The result is that we have now managed to get some significant areas made available again for climbing. This will include the upper part of Mayfair wall, hopefully creating sport routes that will be up to 40 metres long, extending an extra 15 metres to classic routes such as Contusion, Mayfair and Axle Attack. The major gains however are around the corner on the mainly trad area betweeen Sheik yer Money and Chaingang wall, where six brilliant routes are based, including eighties testpieces such as Hom's Punk, Ward 10 and The Jehad. Further on, the area beyond Black Walls has also been de-restricted, and here another 10 routes, including some more amenable traditional E1's and mid-grade sports routes wil be re-equipped.
Local climbers and volunteers (including some of the new guidebook team) are now busy re-equipping these previously banned routes, and as soon as they have had their (BMC provided) belay bolts and lower-offs installed they will again be available for climbers. Remember to check the RAD and the North Wales Limestone Wiki for the latest information.

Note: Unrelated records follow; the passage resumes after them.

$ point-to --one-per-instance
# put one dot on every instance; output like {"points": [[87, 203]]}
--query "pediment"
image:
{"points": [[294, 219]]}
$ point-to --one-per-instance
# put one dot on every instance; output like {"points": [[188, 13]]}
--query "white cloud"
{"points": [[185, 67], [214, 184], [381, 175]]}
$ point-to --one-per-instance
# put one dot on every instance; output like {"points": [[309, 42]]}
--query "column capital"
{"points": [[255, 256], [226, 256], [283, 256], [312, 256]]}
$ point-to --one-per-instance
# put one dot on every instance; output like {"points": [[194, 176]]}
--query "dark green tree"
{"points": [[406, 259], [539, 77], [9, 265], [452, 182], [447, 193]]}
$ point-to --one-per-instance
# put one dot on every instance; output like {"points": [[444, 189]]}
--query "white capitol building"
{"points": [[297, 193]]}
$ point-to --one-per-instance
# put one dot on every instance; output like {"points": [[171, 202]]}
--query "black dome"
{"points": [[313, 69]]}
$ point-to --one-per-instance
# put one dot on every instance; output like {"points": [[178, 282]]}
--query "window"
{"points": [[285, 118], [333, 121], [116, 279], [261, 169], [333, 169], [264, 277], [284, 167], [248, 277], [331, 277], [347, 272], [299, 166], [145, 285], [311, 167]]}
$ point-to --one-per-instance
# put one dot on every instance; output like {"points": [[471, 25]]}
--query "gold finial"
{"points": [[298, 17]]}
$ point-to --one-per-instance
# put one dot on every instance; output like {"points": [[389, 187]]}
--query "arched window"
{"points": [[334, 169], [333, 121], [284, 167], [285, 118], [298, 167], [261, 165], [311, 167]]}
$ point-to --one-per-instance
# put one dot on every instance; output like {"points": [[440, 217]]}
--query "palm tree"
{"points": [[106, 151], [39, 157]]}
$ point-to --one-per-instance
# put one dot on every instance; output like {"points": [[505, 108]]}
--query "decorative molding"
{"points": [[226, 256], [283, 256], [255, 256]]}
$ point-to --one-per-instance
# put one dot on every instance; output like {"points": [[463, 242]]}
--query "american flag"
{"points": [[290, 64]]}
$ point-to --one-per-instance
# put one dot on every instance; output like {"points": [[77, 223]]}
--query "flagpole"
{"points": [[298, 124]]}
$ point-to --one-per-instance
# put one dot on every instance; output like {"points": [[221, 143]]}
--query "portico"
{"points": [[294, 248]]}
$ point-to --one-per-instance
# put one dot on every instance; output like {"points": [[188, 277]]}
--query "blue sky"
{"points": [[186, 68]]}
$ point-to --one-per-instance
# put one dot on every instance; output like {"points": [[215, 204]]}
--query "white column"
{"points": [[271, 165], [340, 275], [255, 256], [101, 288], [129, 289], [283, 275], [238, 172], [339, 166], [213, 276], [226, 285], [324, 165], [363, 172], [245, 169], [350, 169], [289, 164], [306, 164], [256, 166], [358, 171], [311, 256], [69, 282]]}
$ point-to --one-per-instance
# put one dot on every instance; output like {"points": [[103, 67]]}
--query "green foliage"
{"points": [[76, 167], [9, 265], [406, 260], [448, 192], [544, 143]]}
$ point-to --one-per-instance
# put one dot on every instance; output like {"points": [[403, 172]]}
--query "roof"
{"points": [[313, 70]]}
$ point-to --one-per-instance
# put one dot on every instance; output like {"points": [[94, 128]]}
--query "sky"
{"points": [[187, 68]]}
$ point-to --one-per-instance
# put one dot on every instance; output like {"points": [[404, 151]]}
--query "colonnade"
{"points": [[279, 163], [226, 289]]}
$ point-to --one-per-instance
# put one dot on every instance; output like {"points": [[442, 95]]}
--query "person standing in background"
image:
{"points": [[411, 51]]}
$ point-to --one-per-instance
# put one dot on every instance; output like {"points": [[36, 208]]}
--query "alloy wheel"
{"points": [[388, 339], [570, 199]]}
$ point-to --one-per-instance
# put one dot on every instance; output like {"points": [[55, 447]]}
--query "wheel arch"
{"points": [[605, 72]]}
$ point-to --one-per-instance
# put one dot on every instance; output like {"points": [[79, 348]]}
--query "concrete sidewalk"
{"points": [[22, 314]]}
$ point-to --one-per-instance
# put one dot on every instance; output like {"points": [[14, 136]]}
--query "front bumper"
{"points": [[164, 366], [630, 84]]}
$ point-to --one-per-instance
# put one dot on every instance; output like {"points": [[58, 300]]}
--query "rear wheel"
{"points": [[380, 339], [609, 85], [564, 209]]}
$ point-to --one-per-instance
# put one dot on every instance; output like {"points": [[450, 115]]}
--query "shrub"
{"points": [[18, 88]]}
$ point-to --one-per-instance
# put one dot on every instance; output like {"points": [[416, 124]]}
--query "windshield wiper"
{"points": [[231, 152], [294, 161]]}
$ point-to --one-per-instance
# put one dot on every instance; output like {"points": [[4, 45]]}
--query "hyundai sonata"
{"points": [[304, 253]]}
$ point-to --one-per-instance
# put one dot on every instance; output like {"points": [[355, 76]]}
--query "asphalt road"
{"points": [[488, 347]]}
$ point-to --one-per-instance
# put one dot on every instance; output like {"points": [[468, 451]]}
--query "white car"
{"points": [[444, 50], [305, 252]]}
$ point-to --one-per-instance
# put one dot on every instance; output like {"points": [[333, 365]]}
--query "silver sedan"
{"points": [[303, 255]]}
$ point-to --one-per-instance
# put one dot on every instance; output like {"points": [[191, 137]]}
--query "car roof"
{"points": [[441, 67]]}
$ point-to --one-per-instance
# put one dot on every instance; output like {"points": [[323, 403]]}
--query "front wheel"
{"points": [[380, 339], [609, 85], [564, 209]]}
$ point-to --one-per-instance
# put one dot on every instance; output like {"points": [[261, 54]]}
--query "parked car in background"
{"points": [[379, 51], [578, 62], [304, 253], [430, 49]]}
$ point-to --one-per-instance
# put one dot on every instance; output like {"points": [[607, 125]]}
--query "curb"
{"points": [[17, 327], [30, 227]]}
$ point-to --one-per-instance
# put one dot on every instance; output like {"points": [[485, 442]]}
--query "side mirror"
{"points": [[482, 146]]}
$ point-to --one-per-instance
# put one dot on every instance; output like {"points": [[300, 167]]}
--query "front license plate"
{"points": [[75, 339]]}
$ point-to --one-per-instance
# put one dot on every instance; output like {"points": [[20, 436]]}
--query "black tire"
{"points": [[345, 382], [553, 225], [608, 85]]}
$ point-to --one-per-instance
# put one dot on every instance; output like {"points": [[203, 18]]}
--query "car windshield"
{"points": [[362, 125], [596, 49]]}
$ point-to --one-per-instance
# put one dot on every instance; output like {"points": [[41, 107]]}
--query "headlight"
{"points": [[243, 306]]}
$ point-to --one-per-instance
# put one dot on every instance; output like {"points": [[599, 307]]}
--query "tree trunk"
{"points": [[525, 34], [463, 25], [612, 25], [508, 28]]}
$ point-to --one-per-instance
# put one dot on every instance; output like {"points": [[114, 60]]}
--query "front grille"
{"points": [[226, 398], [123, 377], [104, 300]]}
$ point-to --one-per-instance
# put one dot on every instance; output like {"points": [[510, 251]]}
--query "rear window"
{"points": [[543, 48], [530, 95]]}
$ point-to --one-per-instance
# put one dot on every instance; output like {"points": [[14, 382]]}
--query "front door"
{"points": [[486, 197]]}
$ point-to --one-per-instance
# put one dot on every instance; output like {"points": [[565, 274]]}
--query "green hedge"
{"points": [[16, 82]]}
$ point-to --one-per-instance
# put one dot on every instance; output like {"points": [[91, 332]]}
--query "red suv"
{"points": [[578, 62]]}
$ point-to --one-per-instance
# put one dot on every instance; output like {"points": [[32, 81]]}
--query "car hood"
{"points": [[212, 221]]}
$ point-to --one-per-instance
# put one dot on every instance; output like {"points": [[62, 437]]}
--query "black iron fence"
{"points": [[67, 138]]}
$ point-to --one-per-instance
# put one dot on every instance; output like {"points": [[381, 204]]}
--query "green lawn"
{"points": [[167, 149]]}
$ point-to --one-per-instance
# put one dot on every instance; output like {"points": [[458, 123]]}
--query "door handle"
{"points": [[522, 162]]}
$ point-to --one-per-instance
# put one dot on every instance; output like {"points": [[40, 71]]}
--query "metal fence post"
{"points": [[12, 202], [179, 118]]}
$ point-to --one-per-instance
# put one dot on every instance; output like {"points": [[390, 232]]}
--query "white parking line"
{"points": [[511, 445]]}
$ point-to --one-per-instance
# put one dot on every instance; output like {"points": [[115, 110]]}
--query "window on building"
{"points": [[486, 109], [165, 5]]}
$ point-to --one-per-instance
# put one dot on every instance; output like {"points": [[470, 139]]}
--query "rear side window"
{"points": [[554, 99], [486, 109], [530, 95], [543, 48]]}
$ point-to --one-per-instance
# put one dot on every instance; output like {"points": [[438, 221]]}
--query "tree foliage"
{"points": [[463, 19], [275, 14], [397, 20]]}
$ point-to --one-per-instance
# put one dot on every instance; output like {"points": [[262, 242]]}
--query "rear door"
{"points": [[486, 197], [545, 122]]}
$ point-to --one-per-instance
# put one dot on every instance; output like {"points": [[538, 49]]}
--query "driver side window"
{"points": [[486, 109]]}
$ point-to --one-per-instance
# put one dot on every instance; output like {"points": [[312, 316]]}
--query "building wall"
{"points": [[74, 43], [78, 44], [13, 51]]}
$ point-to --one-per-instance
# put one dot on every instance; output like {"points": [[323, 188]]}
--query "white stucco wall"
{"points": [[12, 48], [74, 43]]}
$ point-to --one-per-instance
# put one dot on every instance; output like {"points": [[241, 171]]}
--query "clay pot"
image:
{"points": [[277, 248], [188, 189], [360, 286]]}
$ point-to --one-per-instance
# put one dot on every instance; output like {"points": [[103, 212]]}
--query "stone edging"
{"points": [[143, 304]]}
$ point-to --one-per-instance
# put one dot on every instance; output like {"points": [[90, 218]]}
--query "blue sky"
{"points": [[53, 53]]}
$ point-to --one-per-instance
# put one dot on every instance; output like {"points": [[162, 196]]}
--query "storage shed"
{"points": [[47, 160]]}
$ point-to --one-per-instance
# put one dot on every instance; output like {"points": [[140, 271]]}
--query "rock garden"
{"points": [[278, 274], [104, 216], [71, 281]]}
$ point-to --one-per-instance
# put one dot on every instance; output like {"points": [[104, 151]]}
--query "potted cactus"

The BMC wants to thank all involved in enabling this to happen, in particular the Wardens from the Great Orme Country Park, BMC volunteers Andy Boorman, Roger Bennion and Chris Parkin, Owen Davies from Mott-Macdonald and new guidebook writer Pete Harrison and his team of stalwart helpers for all the hard work in re-equipping the previously banned routes.
Remember to donate money to the North Wales Bolt fund next time you're in the area to support the work that these guys are doing on climbers behalf!.
We are also very hopeful that there will be further access gains on the Ormes in the near future as the current extensive climbing restrictions on the Observatory Buttress to Crescent Crags area (due to nesting birds) are being reviewed, and a significant reduction in the extent of restricted cliffs is likley.